Two years ago, Janet Eilber began working on a reconstruction of the lost dance, relying on documentation from the period, including newly discovered contact sheets of photos taken at a 1937 performance by Robert Fraser. Since the photos were shot during the dance, Eilber could use them for determining the sequence of movements. Immediate Tragedy (1937) wasn’t performed after the ’30s, but it was often cited as an example of Graham’s resistance to the Spanish Civil War. In the video “The Making of ‘Immediate Tragedy,’” Eilber tells of discovering the floor design made by Arch Lauterer at Bennington, in which he traced Graham’s path from her entrance to the end of the dance with strong zigzags and straight lines. Eilber took this sketch as another source for the dance.

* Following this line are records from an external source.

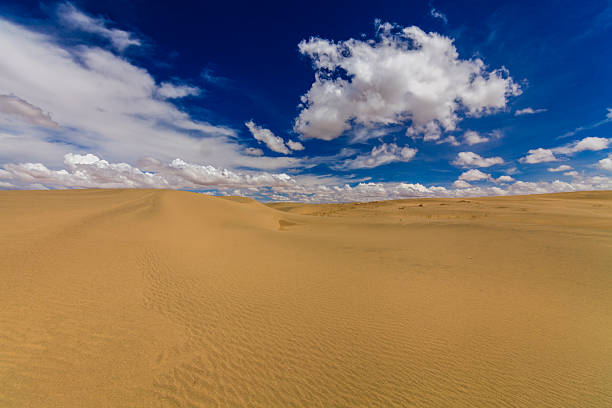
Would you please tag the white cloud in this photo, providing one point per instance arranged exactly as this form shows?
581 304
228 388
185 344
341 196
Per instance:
461 184
406 75
253 151
474 175
15 106
437 14
563 167
471 138
172 91
504 179
538 155
588 143
380 155
295 145
265 136
89 171
75 18
104 104
607 119
528 111
605 164
541 155
471 159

She started the reconstruction on one of the dancers, but after various delays, the pandemic put an end to company activities. Eilber decided to expand the work for the company’s 14 dancers, each pandemic-ing in his or her own space. She gave them each four of the Robert Fraser pictures of the dance and had them improvise, with postmodern dance instructions: make one slow phrase; repeat a phrase . . . Certain prompts were meant to bring all 14 dancers together. Christopher Rountree and the five members of Wild Up had created a new accompaniment by improvising on a fragment of another Henry Cowell score.

What you see first is a black screen. A small photo of Graham appears in the center. Then another and another, until they fill the screen. After a moment to take that in, a contemporary dancer emerges in the corner, replicating Graham’s pose. The choreographer’s ghost fades, leaving today’s image. Like Ruth St. Denis stepping into the pose of an Oriental goddess, or a Graham devotee in 1930 learning Martha’s moves, the dance is being re-embodied. The screen fills with blocks of present-day Graham dancers, all dressed in black, filmed in their living rooms or kitchens. Improvising on Fraser’s assigned photos, they stretch, curl, press and lunge into what little space they have. The video ends with all of them swaying with feet together and arms folded overhead.

The dance you see is a montage of images, 14 glimpses of Graham-triggered moves, but not a single dance. Arch Lauterer’s two-dimen- sional sketch, which is reproduced in Sali Ann Kriegsman’s indispensable 1981 documentary book on the Bennington School of Dance, compresses the dance into a busy square. Eilber’s reconstruction translates the pathways and Fraser’s photographed gestures onto the flat surface of the screen. Each dancer’s space, confined to a room and further squeezed into one of 14 electronic rectangles, cancels out the others that came before or share the screen. This dance is Martha Graham meets Merce Cunningham and the twenty-first century. Space as cluttered, immediate, quarantined.

At the beginning of the “Making of ‘Immediate Tragedy’” video, the writer Neil Baldwin quotes a letter from Graham to Cowell about how she felt performing the dance: “I was dedicating myself anew to space.” When life returns to normal, it would be fine to see the reconstructed dance Eilber meant to make two years ago, or even to track each of the beautiful present-day Graham dancers in their own Graham-inspired immediate tragedies.